Gleiches Leben – gleiche Erinnerungen?

Viele Menschen erinnern sich immer an das Gleiche, erzählen immer wieder dieselben Episoden und langweilen damit oft die Familie. Meine Schwester und meine Cousine, die großteils dieselben Dinge erlebt haben wie ich, sind immer ganz erstaunt, woran ich mich noch erinnern kann. Doch wenn ich dann ein bisschen nachhelfe, sind sie erstaunt, was ihnen auch auf einmal alles einfällt. Und meine Nichte hört begeistert zu. Sie ist fasziniert von unseren Geschichten.

Und was ist es jetzt wirklich?

Biografiearbeit ist sowohl die Beschäftigung mit der eigenen Biografie als auch angeleitetes Erinnern, das heutzutage vorwiegend in der Erwachsenenbildung, in der Altenarbeit und in der Seelsorge Anwendung findet (s.a. https://de.wikipedia.org/wiki/Biografiearbeit).

Doch nicht nur Menschen, die reich an Lebensjahren sind, haben etwas zu erzählen, auch Volksschulkinder berichten über ihre Kindergartenzeit als wäre sie nicht 3 oder 6 Jahre früher gewesen sondern 36 oder gar 63, wenn nicht sogar 60 plus 30.

Lebenslauf – Der Lauf des Lebens

Schon in der Schule wird in Vorbereitung auf das spätere Berufsleben gelehrt, wie man einen Lebenslauf schreibt. Wurde er früher nur tabellarisch bzw. in Listen angeführt, gibt es heute auch öfter die ausführlichere Weise in Erzählform. (s.a. https://de.wikipedia.org/wiki/Lebenslauf)

Der Inhalt von beiden Varianten gibt aber nur die Eckdaten wieder. Sie können aber in der Biografiearbeit hilfreich sein, da man sich leichter an Geschichten erinnert. Und diese Geschichten, diese Wahrnehmungen der Ereignisse, ergeben dann die Biografie. Symbole, die oft für den Lebenslauf verwendet werden, sind Lebenstreppen, Labyrinthe, Jahresringe, Puzzle, Jahreszeiten und natürlich der Lebensbaum.

Was macht eine Biografietrainerin?

Biografiearbeit ist angeleitetes Erinnern. Doch wie leitet man an? Hierzu gibt es verschiedene kreative Möglichkeiten wie zum Beispiel den Biografiekoffer. Er ist voll von Gegenständen. Und es ist spannend, welch unterschiedliche Geschichten den Menschen zu ein und demselben Gegenstand einfallen.

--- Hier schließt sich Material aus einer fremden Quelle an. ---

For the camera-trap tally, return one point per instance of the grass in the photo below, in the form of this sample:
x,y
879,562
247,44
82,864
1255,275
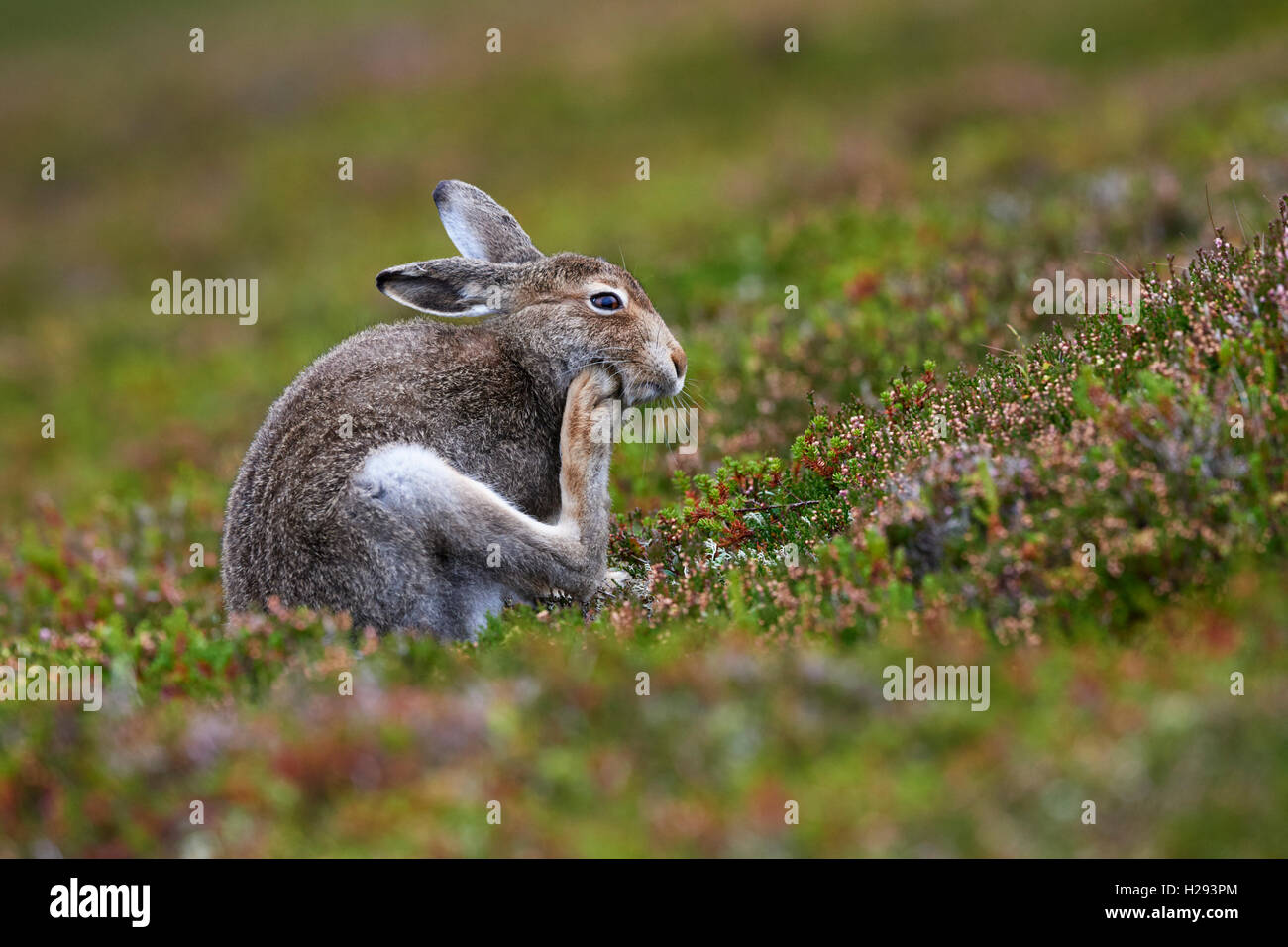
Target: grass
x,y
911,463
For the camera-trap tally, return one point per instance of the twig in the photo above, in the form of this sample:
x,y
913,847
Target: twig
x,y
778,506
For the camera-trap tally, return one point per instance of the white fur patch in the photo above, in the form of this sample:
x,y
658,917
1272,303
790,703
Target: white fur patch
x,y
413,478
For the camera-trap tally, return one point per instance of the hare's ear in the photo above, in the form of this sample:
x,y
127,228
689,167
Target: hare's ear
x,y
452,286
481,227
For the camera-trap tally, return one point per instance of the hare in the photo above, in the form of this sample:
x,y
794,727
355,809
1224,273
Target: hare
x,y
424,474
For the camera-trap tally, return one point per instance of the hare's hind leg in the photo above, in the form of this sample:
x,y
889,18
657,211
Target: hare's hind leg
x,y
477,545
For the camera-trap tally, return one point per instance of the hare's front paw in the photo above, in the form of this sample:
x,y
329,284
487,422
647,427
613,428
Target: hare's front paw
x,y
592,386
619,583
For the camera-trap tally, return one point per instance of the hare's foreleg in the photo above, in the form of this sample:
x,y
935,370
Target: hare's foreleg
x,y
483,547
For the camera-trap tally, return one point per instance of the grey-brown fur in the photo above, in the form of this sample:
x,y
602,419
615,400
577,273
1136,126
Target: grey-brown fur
x,y
468,440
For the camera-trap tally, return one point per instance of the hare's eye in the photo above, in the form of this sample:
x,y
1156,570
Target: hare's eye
x,y
606,302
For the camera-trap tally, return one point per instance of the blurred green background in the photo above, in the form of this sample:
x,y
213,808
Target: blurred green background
x,y
768,169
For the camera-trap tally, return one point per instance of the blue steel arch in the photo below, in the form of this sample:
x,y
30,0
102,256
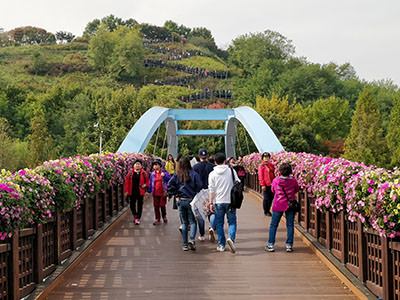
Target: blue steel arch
x,y
141,133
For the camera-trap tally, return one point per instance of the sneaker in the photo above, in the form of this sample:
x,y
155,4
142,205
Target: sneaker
x,y
192,245
211,235
231,245
270,248
220,248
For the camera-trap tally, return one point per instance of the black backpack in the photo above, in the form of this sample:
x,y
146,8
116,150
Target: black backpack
x,y
236,193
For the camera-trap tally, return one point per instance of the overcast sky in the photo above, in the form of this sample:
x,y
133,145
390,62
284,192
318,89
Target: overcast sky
x,y
365,33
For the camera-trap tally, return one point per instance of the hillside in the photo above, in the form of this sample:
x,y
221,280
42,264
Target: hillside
x,y
51,94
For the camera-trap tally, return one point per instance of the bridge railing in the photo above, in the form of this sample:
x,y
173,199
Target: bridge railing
x,y
372,259
32,254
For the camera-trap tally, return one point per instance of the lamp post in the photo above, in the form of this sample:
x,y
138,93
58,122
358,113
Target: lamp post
x,y
101,136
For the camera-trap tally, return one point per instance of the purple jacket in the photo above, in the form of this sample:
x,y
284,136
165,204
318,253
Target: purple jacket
x,y
166,178
281,202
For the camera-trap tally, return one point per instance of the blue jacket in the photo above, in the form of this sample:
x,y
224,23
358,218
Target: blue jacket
x,y
204,168
185,189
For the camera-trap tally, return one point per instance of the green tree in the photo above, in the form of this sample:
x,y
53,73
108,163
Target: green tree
x,y
330,118
128,54
287,122
39,141
64,36
6,143
101,48
91,28
366,142
250,50
29,35
393,135
202,37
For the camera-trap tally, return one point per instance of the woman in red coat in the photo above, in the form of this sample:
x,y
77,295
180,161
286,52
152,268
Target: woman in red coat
x,y
265,176
136,184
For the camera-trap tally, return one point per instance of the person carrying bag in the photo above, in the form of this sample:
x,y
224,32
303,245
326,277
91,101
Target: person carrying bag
x,y
284,188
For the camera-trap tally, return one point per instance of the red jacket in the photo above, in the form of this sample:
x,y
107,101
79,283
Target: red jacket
x,y
266,173
144,179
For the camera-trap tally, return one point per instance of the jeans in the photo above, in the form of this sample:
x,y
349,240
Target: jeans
x,y
136,200
211,219
187,216
276,217
221,210
267,201
201,223
159,204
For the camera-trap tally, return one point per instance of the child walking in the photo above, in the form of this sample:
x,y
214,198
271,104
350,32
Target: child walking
x,y
158,188
284,187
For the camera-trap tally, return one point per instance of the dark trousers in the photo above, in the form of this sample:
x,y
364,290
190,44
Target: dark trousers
x,y
136,205
159,204
268,198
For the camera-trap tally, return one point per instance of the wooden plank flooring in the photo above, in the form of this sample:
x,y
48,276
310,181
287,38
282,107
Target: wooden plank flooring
x,y
146,262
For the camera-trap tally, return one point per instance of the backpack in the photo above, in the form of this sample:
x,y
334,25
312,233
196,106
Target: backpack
x,y
236,193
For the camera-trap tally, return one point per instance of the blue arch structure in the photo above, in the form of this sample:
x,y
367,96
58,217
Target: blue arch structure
x,y
141,133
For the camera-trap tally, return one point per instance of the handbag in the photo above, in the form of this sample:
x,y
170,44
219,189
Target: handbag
x,y
294,205
174,205
236,193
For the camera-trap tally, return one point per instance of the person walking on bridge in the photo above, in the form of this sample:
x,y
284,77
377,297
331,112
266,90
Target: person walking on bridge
x,y
204,168
136,183
265,176
184,185
220,184
158,187
285,187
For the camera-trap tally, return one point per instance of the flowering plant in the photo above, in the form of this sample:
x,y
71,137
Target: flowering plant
x,y
367,193
14,212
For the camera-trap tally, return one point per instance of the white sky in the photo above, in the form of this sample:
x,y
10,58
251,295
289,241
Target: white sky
x,y
365,33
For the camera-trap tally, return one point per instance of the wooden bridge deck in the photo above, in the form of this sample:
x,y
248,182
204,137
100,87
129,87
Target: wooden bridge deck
x,y
146,262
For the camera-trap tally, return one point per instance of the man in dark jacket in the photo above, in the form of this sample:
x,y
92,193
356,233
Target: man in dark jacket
x,y
204,168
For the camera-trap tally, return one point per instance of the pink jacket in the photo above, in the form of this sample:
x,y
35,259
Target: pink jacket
x,y
281,202
266,173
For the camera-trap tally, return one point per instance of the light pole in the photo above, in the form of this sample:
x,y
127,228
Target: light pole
x,y
101,136
101,140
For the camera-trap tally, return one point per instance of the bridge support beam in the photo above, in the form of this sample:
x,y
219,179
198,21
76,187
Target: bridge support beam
x,y
230,137
141,133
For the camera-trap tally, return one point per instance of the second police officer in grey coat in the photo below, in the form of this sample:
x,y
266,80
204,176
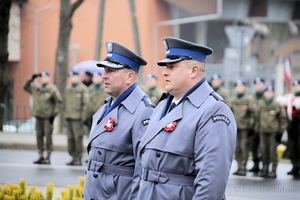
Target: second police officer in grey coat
x,y
114,170
186,153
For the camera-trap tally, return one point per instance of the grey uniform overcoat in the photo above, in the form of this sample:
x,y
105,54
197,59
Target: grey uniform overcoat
x,y
114,169
193,161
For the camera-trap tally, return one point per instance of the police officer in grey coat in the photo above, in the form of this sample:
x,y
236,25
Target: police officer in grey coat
x,y
114,170
187,150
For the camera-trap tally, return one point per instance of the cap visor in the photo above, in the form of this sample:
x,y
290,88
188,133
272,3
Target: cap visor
x,y
166,61
109,64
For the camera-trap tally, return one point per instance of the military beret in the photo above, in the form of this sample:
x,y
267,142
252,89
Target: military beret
x,y
178,50
149,76
216,76
270,88
119,57
239,82
73,73
259,80
98,73
296,82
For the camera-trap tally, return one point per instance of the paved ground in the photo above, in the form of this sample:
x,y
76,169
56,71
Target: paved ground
x,y
23,146
28,141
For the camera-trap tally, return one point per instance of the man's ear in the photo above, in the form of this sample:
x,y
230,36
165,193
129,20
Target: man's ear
x,y
195,70
130,76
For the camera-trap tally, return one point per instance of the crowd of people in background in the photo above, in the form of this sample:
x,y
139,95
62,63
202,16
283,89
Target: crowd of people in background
x,y
261,121
82,98
261,117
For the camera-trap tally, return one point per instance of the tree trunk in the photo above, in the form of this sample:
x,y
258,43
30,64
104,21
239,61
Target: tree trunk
x,y
136,38
62,51
4,27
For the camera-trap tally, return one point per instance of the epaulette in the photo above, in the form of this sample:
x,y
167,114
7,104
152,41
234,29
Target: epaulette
x,y
148,102
163,97
217,96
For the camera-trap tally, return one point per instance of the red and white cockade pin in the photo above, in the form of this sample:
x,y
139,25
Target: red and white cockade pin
x,y
170,127
109,126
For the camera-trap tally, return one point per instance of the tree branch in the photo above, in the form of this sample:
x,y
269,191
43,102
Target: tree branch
x,y
75,6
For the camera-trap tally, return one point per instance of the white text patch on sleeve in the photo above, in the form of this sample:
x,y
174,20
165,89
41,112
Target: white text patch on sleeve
x,y
221,118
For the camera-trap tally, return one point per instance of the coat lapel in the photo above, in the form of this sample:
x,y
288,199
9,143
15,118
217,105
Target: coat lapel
x,y
196,98
156,125
98,129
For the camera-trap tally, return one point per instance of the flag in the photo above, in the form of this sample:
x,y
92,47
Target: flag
x,y
287,74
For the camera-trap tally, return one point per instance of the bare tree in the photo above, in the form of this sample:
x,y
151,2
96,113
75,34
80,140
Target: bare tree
x,y
4,28
62,51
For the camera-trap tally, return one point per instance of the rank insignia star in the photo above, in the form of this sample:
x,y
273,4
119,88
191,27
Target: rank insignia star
x,y
109,125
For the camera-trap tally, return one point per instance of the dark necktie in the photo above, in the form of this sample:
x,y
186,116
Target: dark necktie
x,y
172,106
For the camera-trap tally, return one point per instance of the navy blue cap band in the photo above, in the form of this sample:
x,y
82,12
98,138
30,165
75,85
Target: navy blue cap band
x,y
124,60
201,56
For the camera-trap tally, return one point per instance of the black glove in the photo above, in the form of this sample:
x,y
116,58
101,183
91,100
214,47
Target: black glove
x,y
51,119
34,76
250,132
278,137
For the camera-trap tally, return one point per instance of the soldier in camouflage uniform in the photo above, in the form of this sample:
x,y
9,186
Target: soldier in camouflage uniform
x,y
271,121
76,99
259,85
243,114
217,84
47,103
293,130
97,96
154,92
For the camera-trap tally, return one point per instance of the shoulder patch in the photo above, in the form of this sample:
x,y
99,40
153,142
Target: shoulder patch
x,y
145,122
217,96
148,102
220,117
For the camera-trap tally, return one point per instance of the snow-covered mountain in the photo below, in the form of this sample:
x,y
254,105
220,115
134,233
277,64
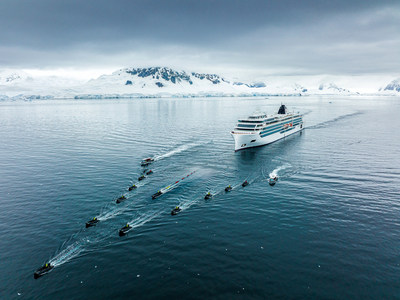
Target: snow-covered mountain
x,y
162,81
167,82
393,86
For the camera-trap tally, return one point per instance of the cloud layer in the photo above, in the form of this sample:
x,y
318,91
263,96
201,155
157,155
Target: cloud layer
x,y
263,37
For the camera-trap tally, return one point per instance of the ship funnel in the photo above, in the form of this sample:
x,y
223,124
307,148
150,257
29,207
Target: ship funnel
x,y
282,110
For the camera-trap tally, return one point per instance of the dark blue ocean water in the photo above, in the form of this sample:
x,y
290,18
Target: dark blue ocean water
x,y
328,229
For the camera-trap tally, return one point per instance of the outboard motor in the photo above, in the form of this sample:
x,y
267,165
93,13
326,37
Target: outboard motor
x,y
282,110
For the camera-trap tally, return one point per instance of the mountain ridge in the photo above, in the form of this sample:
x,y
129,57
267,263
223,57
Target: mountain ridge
x,y
160,81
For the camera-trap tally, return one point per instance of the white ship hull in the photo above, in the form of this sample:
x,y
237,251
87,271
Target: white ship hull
x,y
253,139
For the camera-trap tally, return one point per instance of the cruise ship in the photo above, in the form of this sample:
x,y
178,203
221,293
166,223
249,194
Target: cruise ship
x,y
261,129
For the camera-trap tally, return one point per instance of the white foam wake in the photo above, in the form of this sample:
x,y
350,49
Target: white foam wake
x,y
143,219
177,150
67,254
276,171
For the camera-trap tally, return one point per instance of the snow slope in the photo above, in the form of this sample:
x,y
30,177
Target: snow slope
x,y
167,82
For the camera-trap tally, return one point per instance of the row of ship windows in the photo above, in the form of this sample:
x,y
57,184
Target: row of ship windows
x,y
252,127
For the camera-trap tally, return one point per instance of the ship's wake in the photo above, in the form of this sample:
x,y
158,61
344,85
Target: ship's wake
x,y
178,150
327,123
67,254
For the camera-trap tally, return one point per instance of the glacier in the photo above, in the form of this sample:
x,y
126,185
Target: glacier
x,y
164,82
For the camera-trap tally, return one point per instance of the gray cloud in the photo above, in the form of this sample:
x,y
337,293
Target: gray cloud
x,y
281,37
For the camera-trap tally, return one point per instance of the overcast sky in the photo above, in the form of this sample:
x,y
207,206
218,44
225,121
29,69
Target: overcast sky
x,y
282,37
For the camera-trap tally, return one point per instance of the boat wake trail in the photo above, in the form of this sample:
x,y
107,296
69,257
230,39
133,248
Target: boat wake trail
x,y
327,123
143,219
112,210
177,150
276,171
67,254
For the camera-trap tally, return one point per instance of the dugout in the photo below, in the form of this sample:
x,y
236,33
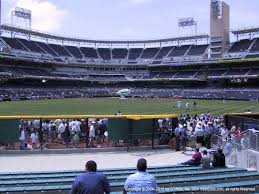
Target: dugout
x,y
243,120
120,127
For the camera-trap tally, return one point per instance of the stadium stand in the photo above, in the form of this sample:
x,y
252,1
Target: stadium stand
x,y
104,53
14,43
255,47
252,56
179,51
163,52
46,48
185,177
60,50
89,52
31,45
149,53
197,50
135,53
240,46
119,53
74,51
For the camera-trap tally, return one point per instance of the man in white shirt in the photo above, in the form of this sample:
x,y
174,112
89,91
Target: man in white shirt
x,y
141,181
61,130
92,134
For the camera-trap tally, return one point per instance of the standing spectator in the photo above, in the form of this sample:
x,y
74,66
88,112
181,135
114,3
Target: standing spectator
x,y
177,137
195,160
238,132
187,106
183,134
91,182
61,130
205,161
92,134
67,135
219,159
224,133
33,139
45,129
53,131
208,130
199,133
22,139
160,124
141,181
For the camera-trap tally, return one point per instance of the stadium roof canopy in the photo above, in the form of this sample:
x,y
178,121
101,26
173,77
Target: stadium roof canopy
x,y
251,32
14,30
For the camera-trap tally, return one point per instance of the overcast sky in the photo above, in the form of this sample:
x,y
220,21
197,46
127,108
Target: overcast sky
x,y
125,19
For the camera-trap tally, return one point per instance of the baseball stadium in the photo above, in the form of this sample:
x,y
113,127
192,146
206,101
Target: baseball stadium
x,y
166,115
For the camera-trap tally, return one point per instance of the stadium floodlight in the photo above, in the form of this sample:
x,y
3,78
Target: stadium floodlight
x,y
25,14
183,22
187,22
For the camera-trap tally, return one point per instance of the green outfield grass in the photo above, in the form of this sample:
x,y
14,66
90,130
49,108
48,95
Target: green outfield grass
x,y
128,106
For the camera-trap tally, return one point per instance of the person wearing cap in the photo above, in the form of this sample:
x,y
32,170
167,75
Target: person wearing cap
x,y
205,161
183,134
219,159
141,181
199,133
91,182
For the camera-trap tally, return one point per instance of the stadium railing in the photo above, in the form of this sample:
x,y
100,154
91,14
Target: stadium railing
x,y
120,127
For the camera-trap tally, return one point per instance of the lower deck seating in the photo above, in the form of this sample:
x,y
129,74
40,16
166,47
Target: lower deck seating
x,y
170,179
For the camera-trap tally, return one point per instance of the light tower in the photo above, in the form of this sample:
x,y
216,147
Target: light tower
x,y
187,26
219,28
21,13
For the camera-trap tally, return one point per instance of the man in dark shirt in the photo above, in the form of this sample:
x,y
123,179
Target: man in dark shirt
x,y
219,159
91,182
196,159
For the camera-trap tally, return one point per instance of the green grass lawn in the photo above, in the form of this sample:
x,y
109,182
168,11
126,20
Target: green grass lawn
x,y
128,106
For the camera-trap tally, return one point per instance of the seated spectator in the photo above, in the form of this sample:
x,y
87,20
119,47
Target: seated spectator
x,y
196,159
205,161
91,182
33,139
141,181
219,159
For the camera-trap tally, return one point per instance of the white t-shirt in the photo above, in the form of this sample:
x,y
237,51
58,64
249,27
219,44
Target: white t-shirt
x,y
92,131
61,128
160,123
33,138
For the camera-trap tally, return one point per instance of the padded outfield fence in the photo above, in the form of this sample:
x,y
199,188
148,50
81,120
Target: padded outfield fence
x,y
123,130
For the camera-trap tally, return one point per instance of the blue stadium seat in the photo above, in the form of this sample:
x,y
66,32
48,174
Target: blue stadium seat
x,y
122,177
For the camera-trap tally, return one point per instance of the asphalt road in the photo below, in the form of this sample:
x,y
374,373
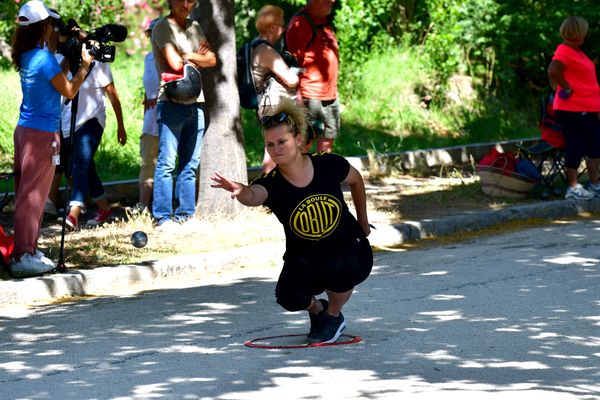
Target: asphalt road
x,y
513,316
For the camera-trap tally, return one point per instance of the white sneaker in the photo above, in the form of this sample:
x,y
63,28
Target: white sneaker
x,y
577,192
595,189
42,257
50,208
29,265
168,226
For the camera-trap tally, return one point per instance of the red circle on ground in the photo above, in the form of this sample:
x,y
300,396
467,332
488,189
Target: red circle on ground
x,y
253,343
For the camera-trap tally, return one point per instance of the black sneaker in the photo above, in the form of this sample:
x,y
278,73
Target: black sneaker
x,y
315,318
329,329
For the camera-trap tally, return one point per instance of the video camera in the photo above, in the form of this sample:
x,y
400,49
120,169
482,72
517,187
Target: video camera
x,y
96,41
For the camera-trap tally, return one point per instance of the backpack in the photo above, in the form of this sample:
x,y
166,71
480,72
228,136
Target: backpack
x,y
246,88
245,79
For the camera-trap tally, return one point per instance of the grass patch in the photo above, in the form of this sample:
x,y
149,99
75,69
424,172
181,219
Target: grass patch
x,y
110,244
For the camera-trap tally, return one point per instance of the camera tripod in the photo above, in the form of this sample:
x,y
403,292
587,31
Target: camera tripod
x,y
60,265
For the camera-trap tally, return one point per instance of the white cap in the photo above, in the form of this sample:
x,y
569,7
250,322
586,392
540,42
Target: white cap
x,y
34,11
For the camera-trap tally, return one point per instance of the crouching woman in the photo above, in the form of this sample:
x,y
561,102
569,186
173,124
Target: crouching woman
x,y
326,247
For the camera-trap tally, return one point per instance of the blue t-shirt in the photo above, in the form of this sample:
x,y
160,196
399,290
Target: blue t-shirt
x,y
40,107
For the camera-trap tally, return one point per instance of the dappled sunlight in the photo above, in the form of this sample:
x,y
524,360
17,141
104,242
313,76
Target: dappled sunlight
x,y
572,258
515,320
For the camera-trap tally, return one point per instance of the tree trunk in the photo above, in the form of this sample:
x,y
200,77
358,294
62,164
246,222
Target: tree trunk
x,y
223,145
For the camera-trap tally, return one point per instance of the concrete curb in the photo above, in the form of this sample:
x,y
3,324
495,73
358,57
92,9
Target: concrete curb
x,y
128,278
416,230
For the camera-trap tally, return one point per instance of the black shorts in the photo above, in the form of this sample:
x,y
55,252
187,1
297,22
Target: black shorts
x,y
303,277
324,117
582,134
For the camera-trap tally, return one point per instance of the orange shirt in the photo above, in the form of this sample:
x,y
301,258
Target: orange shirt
x,y
580,73
321,59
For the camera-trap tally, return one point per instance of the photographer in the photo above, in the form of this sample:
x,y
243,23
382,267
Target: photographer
x,y
89,128
177,41
36,138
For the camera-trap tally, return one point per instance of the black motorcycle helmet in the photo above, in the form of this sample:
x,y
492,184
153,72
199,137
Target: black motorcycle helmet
x,y
186,89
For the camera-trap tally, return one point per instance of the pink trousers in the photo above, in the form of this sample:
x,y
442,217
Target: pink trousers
x,y
33,177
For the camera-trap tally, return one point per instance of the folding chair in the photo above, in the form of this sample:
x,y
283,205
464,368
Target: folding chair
x,y
548,155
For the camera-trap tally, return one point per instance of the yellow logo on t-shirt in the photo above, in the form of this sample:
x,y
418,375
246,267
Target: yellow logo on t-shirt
x,y
316,216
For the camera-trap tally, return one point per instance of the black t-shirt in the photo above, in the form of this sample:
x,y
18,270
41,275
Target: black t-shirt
x,y
314,217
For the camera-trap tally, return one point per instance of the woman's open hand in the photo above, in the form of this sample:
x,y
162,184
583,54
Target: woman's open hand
x,y
223,183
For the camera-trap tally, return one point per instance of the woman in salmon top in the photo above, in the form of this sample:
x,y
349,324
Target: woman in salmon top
x,y
577,106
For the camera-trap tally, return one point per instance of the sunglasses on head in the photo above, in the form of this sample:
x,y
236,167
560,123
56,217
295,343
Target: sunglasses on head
x,y
271,121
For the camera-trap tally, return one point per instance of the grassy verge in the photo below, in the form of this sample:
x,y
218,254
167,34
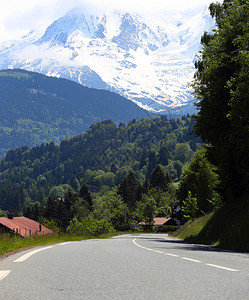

Ein Leiterwagen zum Beispiel hat eine ältere Dame dazu veranlasst, mir ihre Erlebnisse der Flucht während des Krieges zu erzählen, eine andere berichtete darüber, wie sie mit ihren Puppen darin gespielt hat. Also zwei vom Gefühl her gänzlich unterschiedliche Erlebnisse. Wie ein Leiterwagen in einen Koffer passt? Das ist mein kreatives Geheimnis.

Schreiben oder erzählen

Es ist Geschmackssache, ob man sich in Form von Plauderstündchen oder Schreibwerkstätten erinnert. Beides hat seinen Reiz. Man kann für die Nachwelt aufschreiben oder nur für sich. Beim Erzählen sollte man allerdings mindestens zu zweit sein, denn bei Selbstgesprächen wird man oft belächelt.

Allein oder in der Gruppe?

Der Vorteil von Biografiearbeit in Gruppen ist, dass man beim Lauschen der Erzählungen der anderen an eigene Geschichten erinnert wird und diese zum Leben erwecken kann. Aber auch die Einzelarbeit schätzen viele meiner Teilnehmer.

Abgrenzung zur Therapie

Es kann in der Biografiearbeit vorkommen, dass unangenehme Erlebnisse zu Tage kommen. Die Grenze zur Therapie ist oft nicht genau zu erkennen, doch es ist wichtig, sie zu ziehen. Biografiearbeit ist kein Ersatz für professionelle Unterstützung einer Therapeutin. Ausgebildete Biografietrainer weisen dann in entsprechenden Situationen darauf hin.

Warum Biografiearbeit?

Ich hatte nie das Gefühl, Großartiges erlebt zu haben. Ich dachte immer, ich kann keine Geschichten erzählen. Ich meinte, das interessiert keinen.
Doch dann habe ich vor ca. 10 Jahren begonnen, Geschichten aus meinem Leben aufzuschreiben… Alltagsgeschichten. Nichts Weltbewegendes. Erlebtes. Aufgeschrieben. Nur für mich…
Ich hatte Spaß daran. Es fühlte sich gut an. Nach der 10. Geschichte wollte meine neugierige Nichte, dass ich ihr eine vorlese. „Bei dir war es viel cooler früher als bei uns heute.“, war ihre Reaktion. Sie hatte Freude an meinen Berichten, genauso wie ich meiner Tante und Oma früher gerne zuhörte. Und das ist auch mein Hauptaugenmerk in der Biografiearbeit.
Sie soll Spaß machen.
Sie soll sich gut anfühlen.
Sie darf auch nachdenklich machen.
Sie darf auch für die Nachwelt sein.
Sie ist spannend.
Sie ist interessant.
Jeder hat eine Biografie.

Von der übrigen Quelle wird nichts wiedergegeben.